Museum Sunan Drajat merupakan salah satu destinasi edukatif dan religius penting di Jawa Timur yang menghadirkan jejak sejarah penyebaran Islam melalui peninggalan Sunan Drajat, salah satu Wali Songo. Berlokasi di Kabupaten Lamongan, museum ini berdiri di kawasan yang sarat nilai spiritual karena berada di lingkungan kompleks makam Sunan Drajat. Kehadirannya menjadi pelengkap wisata religi sekaligus pusat pembelajaran sejarah Islam Nusantara.
Sebagai museum khusus, Museum Sunan Drajat tidak hanya berfungsi sebagai tempat penyimpanan benda bersejarah, tetapi juga sebagai ruang interpretasi nilai-nilai dakwah, sosial, dan budaya yang diwariskan Sunan Drajat. Pengunjung diajak memahami peran beliau dalam membangun masyarakat melalui pendekatan budaya dan kemanusiaan yang relevan hingga saat ini.
Sejarah Pendirian Museum Sunan Drajat
Pembangunan Museum Sunan Drajat dimulai pada tahun 1991 dan selesai pada 1992. Museum ini diresmikan pada 1 Maret 1992 oleh Gubernur Jawa Timur. Lokasinya berada di sebelah timur cungkup makam Sunan Drajat, menjadikannya bagian integral dari kawasan wisata religi. Pendirian museum diprakarsai oleh Bupati Lamongan saat itu, H.R. Mohammed Faried, S.H., sebagai bentuk penghormatan atas jasa Sunan Drajat dalam menyebarkan Islam dan membangun kehidupan sosial masyarakat.

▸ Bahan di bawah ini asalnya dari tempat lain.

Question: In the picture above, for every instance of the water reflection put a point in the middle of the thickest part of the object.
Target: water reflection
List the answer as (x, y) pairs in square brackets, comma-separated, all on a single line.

Awalnya, museum ini dibangun untuk melestarikan benda-benda bersejarah peninggalan keluarga dan sahabat Sunan Drajat. Seiring waktu, koleksi dan perannya berkembang sebagai pusat edukasi sejarah Islam lokal.
Museum Sunan Drajat adalah museum yang didedikasikan untuk menyimpan, merawat, dan menampilkan peninggalan sejarah Sunan Drajat beserta keluarga dan para sahabatnya. Museum ini menjadi media edukasi yang memperkenalkan sejarah penyiaran Islam di Lamongan dan sekitarnya melalui koleksi benda budaya bernilai tinggi.
Jenis dan Tipe Museum
Museum Sunan Drajat termasuk Museum Khusus dengan Tipe C. Klasifikasi ini menunjukkan fokus tematik yang spesifik pada tokoh dan sejarah tertentu, serta pengelolaan koleksi yang disesuaikan dengan skala dan fungsi edukatif museum.
Kepemilikan dan Pengelola
Museum ini dimiliki oleh Pemerintah Kabupaten Lamongan dan dikelola oleh Dinas Pariwisata dan Kebudayaan Kabupaten Lamongan melalui Unit Pelaksana Teknis Daerah (UPTD) Museum Sunan Drajat. Pengelolaan tersebut memastikan museum berjalan sesuai standar pelayanan publik dan pelestarian cagar budaya.
Koleksi Museum Sunan Drajat
Museum Sunan Drajat memiliki berbagai jenis koleksi dari beragam material seperti perunggu, keramik, kayu jati, terakota, batu besi, kulit, kuningan, baja, kertas, lontar, bambu, kain, hingga bedug. Koleksi unggulan yang telah tercatat secara resmi adalah Gamelan Singo Mengkok (Gambang). Selain itu, terdapat sejumlah koleksi lain yang masih dalam proses pendataan resmi. Redaksi ini digunakan untuk menjelaskan kondisi koleksi secara akurat dan transparan.
Peran Edukatif dan Budaya
Museum Sunan Drajat berperan penting dalam menjaga memori kolektif masyarakat Lamongan. Museum ini menjadi sarana pembelajaran lintas generasi, memperkenalkan nilai dakwah Sunan Drajat yang menekankan kesejahteraan sosial, solidaritas, dan kearifan lokal.
Keberadaan Museum Sunan Drajat memperkuat identitas Lamongan sebagai wilayah dengan sejarah Islam yang kuat. Museum ini tidak hanya menyimpan benda, tetapi juga merawat nilai dan pesan moral yang diwariskan Sunan Drajat kepada masyarakat Nusantara.
Dengan pengelolaan yang berkelanjutan dan pengembangan edukasi yang tepat, Museum Sunan Drajat diharapkan terus menjadi pusat pembelajaran sejarah, budaya, dan spiritual yang relevan bagi generasi masa kini dan mendatang.